And the youth went down with his gun in his hand, and his spear, till he got half way down the mountain, and looked. "It must be that this is the nunda. My mother told me its ears were small, and this one's are small; she told me the nunda is broad and not long, and this is broad and not long; she told me it had two blotches like a civet-cat, and this has two blotches like a civet-cat; she told me its tail was thick, and this one's tail is thick; all those characters that my mother told me, are all these which are here." And he went back to where his slaves were.

When he got to his slaves he said to them, "Let us eat plentifully to-day." And they said, "Come, master, let us eat." And they ate plentifully, and they ate cakes, and bumundas, and cakes of batter, and ladus, and were filled. And they drank water.

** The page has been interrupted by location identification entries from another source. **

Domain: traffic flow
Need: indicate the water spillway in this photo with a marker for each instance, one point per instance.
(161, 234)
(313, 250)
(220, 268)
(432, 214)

And he said, "Have you done?" And they said, "Master, we have done, we are only waiting for you." And he said, "I am ready, too."

And he said, "But to-day, little fathers, let us not carry our things as in the former journey. Let us put away our things, and our food, and our water, just here, and let us go to fight yonder. That if we conquer, we may come and eat and sleep, and to-morrow go home; or if we are beaten, we may run away hither, that we may get our food and be off quickly "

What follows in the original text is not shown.